La parole des agriculteurs ne fait pas toujours le poids face aux géants de l’énergie. Parfois, elle dérange clairement. Ainsi Sioux Berger assure que son mari et elle, qui travaille dans un journal, ont subi des pressions de la part d’un promoteur d’éoliennes dès lors qu’elle a commencé à relayer des témoignages sur sa page Facebook. « Il nous a proposé des compensations contre — je cite — “notre silence dans la presse”. Un jour, nous avons été convoqués au commissariat. L’enquête consistait à connaître nos agissements, et vérifier que nous n’avions pas l’intention de créer une zad. »
Des éleveurs devant la justice
Rares sont les agriculteurs qui tiennent bon face à des procédures à n’en plus finir et qui décident d’aller jusque devant les tribunaux. Les Potiron font partie de ceux-là. La cour d’appel de Rennes a validé en mars 2023 leur demande de nouvelles expertises. Objectif : vérifier que les câbles reliant les éoliennes au poste de livraison sont assez isolés et enterrés suffisamment profonds. Sans nouvelles depuis des mois, ils ont appris en janvier dernier qu’ils devaient verser la somme astronomique de 19 000 euros au cabinet d’études chargé des expertises. « C’est surréel, mais pourtant vrai. On doit financer des expertises pour prouver qu’on est victimes ! » s’indigne Didier Potiron.

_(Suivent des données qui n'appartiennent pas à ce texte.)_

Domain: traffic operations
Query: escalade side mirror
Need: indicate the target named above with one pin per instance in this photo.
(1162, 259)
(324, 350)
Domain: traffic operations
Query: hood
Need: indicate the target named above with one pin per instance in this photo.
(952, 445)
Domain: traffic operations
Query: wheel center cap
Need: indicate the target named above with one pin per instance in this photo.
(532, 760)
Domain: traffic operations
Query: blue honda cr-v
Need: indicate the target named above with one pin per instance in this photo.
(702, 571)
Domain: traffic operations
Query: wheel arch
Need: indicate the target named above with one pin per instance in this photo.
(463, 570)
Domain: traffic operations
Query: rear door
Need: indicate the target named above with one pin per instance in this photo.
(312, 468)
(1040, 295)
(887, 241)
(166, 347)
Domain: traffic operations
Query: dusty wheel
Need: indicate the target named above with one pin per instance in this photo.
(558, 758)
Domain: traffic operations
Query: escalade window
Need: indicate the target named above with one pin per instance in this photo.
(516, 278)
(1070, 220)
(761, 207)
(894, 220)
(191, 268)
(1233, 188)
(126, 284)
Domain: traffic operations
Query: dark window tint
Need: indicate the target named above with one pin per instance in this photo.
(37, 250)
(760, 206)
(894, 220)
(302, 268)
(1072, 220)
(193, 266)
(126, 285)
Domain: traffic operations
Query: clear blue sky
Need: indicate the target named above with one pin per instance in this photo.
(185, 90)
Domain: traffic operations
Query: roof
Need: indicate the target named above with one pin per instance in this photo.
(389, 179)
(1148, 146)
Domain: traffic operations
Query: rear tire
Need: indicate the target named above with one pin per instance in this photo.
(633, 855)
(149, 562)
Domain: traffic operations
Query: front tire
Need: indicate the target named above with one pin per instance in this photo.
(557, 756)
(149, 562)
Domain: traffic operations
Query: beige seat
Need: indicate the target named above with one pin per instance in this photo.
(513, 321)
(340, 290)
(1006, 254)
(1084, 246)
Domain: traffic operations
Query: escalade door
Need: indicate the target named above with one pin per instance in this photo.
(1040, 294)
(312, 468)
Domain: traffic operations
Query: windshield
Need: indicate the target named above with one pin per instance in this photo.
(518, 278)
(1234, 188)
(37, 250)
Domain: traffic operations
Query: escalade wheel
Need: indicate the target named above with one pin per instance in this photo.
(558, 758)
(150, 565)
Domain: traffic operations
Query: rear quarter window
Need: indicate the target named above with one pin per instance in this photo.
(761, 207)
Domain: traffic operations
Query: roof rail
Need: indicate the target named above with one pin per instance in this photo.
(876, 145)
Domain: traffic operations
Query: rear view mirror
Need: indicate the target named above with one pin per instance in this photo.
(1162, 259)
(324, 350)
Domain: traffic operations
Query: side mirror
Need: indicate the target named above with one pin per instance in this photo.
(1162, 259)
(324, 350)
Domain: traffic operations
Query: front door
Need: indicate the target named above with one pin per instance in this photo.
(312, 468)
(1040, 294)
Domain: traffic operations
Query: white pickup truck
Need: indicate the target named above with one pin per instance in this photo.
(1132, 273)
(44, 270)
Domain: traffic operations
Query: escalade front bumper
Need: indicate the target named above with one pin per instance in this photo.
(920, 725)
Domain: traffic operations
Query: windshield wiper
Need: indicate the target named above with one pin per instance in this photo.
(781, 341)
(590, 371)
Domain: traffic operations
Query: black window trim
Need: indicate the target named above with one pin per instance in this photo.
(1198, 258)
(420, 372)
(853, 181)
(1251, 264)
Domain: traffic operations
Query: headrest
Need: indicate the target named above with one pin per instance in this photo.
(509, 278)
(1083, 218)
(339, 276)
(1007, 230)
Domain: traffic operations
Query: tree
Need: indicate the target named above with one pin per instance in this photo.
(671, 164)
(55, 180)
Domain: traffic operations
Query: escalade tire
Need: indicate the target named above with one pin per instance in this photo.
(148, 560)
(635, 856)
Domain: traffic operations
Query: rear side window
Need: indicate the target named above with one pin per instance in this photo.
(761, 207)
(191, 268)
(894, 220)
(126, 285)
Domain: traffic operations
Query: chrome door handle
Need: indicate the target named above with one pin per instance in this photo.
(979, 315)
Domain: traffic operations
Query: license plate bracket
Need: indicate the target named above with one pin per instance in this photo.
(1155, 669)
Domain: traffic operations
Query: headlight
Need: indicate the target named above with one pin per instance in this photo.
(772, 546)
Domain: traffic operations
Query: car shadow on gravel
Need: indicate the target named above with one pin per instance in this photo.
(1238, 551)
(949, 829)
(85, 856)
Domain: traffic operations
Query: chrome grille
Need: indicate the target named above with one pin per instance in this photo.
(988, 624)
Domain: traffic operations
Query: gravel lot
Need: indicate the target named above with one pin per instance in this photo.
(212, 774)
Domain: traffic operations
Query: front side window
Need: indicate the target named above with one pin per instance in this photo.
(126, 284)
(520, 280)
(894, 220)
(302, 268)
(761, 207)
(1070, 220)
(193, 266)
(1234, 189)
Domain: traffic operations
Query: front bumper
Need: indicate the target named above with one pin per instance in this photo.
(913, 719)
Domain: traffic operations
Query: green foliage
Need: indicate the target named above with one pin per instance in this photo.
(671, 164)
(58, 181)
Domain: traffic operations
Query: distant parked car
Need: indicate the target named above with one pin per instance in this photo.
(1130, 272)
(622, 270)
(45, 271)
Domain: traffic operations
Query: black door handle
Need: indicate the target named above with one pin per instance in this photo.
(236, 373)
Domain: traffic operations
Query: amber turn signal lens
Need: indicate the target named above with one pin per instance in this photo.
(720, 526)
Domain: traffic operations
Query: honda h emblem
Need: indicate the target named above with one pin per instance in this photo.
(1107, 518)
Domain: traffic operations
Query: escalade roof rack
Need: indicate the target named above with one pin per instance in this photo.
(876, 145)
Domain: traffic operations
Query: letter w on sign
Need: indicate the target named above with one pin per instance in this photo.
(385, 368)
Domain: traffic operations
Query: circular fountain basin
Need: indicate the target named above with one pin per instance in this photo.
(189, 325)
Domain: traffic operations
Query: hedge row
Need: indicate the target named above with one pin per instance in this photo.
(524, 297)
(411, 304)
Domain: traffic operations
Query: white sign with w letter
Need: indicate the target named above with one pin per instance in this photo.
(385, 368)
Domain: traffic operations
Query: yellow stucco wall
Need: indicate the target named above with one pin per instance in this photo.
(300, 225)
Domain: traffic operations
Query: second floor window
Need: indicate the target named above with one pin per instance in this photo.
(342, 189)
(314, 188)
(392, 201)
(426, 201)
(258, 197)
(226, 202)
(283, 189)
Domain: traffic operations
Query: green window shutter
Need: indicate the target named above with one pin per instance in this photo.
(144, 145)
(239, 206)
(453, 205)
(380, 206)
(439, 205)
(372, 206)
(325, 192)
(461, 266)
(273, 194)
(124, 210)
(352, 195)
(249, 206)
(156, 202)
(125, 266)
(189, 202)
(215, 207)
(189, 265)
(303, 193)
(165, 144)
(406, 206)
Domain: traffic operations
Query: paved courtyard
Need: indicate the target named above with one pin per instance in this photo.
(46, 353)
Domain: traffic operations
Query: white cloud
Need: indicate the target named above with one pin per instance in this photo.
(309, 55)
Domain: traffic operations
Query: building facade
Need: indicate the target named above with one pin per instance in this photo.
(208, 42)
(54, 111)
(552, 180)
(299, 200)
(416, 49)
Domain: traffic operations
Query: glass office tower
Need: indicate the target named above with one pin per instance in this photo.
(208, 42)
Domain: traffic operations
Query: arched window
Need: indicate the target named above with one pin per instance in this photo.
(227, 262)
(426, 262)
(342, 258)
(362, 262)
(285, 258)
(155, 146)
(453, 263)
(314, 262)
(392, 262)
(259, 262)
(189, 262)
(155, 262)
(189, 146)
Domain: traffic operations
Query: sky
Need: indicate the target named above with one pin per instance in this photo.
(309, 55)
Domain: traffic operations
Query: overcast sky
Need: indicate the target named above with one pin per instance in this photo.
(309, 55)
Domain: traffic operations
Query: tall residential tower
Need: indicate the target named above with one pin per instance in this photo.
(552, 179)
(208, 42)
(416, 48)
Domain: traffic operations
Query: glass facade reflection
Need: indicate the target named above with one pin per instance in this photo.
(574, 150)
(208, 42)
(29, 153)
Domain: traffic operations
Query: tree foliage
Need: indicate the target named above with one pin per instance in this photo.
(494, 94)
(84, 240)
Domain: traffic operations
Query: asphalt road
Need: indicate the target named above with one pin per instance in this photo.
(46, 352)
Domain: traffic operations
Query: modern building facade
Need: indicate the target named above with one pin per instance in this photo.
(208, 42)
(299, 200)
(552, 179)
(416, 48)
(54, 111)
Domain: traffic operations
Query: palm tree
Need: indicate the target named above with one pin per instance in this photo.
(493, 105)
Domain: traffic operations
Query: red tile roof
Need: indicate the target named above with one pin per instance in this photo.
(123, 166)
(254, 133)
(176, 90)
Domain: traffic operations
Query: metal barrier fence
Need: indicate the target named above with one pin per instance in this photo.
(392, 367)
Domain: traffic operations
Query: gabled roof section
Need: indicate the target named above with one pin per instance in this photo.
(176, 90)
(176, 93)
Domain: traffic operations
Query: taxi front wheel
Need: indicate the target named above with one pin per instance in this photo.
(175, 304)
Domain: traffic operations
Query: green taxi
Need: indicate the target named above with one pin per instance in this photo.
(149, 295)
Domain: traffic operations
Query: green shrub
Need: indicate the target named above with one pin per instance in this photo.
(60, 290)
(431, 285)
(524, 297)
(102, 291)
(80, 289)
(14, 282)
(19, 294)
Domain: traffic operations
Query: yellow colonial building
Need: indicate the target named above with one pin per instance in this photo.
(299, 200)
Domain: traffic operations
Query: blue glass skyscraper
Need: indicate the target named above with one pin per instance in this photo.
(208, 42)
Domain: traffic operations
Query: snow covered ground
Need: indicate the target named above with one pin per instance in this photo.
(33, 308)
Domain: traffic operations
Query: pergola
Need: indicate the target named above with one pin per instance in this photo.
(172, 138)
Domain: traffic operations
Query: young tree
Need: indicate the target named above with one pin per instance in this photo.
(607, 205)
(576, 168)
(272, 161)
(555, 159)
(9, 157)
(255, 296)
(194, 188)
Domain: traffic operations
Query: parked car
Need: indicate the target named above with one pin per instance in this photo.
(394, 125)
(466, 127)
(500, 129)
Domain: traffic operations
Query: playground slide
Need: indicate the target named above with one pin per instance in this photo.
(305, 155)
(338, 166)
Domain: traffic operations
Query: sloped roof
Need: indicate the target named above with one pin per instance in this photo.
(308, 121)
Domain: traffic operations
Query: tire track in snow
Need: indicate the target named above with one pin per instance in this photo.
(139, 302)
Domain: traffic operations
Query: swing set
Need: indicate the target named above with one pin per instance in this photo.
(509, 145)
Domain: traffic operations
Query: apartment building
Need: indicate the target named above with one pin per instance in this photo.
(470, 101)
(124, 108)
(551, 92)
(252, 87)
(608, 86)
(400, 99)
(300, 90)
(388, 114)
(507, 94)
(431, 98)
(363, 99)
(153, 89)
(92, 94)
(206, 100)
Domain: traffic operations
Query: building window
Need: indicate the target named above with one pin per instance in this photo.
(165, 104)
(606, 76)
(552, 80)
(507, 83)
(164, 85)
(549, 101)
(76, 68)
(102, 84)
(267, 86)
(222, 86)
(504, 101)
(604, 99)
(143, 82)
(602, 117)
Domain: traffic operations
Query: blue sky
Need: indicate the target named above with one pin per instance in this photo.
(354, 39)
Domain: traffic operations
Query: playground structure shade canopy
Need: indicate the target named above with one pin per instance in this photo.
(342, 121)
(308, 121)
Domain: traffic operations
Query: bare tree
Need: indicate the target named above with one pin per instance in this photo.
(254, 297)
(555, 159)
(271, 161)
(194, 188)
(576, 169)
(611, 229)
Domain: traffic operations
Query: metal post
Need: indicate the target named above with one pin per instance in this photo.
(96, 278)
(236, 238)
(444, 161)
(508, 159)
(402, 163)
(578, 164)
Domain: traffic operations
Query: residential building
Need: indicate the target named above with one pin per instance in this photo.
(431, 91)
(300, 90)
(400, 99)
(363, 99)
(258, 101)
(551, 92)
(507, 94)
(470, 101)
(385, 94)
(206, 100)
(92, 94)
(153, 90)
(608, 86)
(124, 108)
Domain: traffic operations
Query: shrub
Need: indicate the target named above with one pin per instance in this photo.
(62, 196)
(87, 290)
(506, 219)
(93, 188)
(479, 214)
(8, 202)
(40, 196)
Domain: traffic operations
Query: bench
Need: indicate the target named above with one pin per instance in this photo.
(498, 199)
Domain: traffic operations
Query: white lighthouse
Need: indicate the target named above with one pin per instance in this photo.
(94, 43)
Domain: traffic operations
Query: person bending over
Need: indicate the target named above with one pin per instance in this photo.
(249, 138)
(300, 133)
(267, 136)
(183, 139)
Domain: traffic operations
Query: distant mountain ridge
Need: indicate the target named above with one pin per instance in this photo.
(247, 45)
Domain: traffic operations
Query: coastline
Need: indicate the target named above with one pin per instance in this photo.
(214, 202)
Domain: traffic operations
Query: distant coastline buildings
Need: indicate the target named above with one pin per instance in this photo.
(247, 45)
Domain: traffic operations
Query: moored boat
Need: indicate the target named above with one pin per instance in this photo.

Deux autres dossiers sont par ailleurs devant la Cour de cassation : celui d’Alain Crouillebois, dans l’Orne, et celui de Dominique Vauprès, dans la Manche. Le premier se bat contre Enedis qui, en 2011, a implanté une ligne souterraine de 20 000 volts et un transformateur à quelques mètres de ses bâtiments. Quand il s’est résolu à faire déplacer, à ses frais, ces infrastructures, ses vaches se sont remises à vivre paisiblement.
Le second, dont l’exploitation s’est retrouvée sous une ligne à très haute tension, a carrément déplacé son cheptel dans une autre ferme à 5 km. Et tout va bien depuis. L’agriculteur a gagné son procès contre RTE en octobre 2024. Mais le gestionnaire du réseau a décidé de se pourvoir en cassation. « Dans aucune de ces affaires, la preuve scientifique d’un lien de causalité entre la présence des ouvrages et les dommages subis par les éleveurs n’a a été rapportée », répond RTE à Reporterre. « Ils veulent à tout prix éviter une jurisprudence », estime pour sa part François Dufour.